Pandora Papers: Blairs saved £312,000 stamp duty in property deal

This is how all the high end properties in London are traded. One does not sell a £30m mansion and have the land registry expose the owner, incur stamp duty and capital gains, or have to go through all that anti money laundering nonsense, no no no. Here's how it done:

The buyer's Jersey trust buys Belgravia First (Caymans Islands) Limited from the seller's Jersey trust with a bank wire in Switzerland. No stamp duty, no capital gains, no oversight.

Belgravia First Caymans owns Whitestone Properties (British Virgin Islands), which in turn owns the property as registered publicly at the land registry.

The Whitestone BVI company then immediately signs a lease on a napkin to UK registered Conch Property Management Limited, a shell with a registered office and directors at a London law firm.

Conch is fully owned by another offshore trust. The UK Conch company registers with the council and utilities as the tenant, liable for the council tax, water, etc. The solicitors handle the rest, such that the council and utilities have no cause to write to the carribean or Jersey, pry further, or God forbid, add the true resident to the electoral roll or credit reference agencies.
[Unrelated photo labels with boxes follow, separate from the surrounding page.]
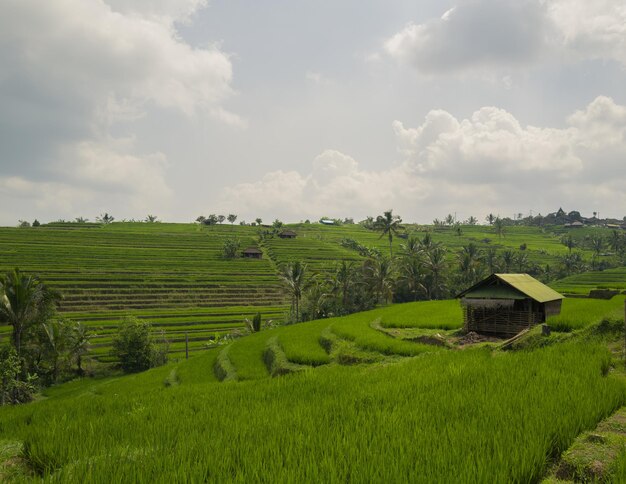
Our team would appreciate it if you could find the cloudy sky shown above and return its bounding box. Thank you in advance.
[0,0,626,225]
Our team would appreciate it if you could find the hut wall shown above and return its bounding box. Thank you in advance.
[543,299,563,319]
[463,305,543,337]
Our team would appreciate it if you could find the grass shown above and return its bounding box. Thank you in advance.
[0,223,624,364]
[547,296,625,332]
[550,267,626,294]
[372,299,463,329]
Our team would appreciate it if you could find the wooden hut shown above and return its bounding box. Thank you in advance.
[457,274,563,337]
[278,230,298,239]
[242,247,263,259]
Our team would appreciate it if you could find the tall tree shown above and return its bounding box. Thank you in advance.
[561,234,576,254]
[331,260,356,309]
[368,257,394,303]
[485,247,498,274]
[501,249,515,273]
[0,269,60,356]
[457,242,483,286]
[398,257,427,301]
[278,261,306,322]
[493,217,504,239]
[424,245,447,299]
[589,235,604,269]
[374,210,402,257]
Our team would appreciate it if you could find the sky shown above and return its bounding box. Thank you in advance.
[0,0,626,226]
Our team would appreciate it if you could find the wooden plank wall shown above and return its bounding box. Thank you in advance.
[463,306,543,337]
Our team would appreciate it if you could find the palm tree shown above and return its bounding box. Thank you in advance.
[398,257,427,301]
[493,217,504,239]
[502,250,515,273]
[278,261,306,322]
[70,322,91,376]
[457,242,482,285]
[485,247,498,274]
[561,252,584,276]
[515,251,528,272]
[374,210,402,257]
[609,230,624,254]
[0,269,60,356]
[589,236,604,269]
[96,212,115,225]
[400,237,422,257]
[368,257,394,303]
[561,234,576,254]
[424,245,447,299]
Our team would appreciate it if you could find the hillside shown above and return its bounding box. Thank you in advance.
[0,297,626,483]
[0,223,610,359]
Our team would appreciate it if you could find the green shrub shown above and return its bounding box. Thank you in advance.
[112,316,167,373]
[0,346,37,405]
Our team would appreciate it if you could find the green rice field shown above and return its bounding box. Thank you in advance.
[0,298,626,483]
[0,219,626,361]
[550,267,626,294]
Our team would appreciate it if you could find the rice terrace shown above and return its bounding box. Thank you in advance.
[0,0,626,484]
[0,212,626,482]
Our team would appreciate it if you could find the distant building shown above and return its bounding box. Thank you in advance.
[563,221,585,229]
[242,247,263,259]
[278,230,298,239]
[457,274,564,337]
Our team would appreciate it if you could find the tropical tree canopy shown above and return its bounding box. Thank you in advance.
[374,210,403,257]
[0,269,60,356]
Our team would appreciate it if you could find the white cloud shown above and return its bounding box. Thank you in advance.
[384,0,626,74]
[224,97,626,222]
[385,0,552,74]
[0,0,234,221]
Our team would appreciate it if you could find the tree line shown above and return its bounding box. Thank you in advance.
[279,210,626,322]
[0,269,168,405]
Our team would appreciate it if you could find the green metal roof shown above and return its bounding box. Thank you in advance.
[463,285,528,299]
[457,274,563,303]
[495,274,564,302]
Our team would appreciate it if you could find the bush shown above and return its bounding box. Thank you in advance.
[112,316,167,373]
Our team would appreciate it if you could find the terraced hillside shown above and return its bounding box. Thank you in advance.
[215,296,624,380]
[0,223,621,357]
[551,267,626,294]
[0,223,285,360]
[0,298,626,483]
[265,224,609,268]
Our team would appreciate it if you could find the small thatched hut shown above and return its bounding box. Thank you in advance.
[242,247,263,259]
[457,274,563,336]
Even if anyone does pry further, all they see is that Number 1 Belgravia Square is owned by Whitestone BVI, and has been for the last 30 years. No data is made available for the owners of Whitestone by the BVI companies house. As for the tenant, this is a London law firm shell, owned by a private trust in Jersey with anonymous controllers. And they don't even own the property, they simply manage it for Whitestone BVI, who themselves have an anonymous parent company, and no banking activities. Whitestone have nothing to do with the Swiss wire and company transfer, which was all done by it's parent, in another jurisdiction, Belgravia Caymans.

Taxes and tracibilty are for the little people, darling.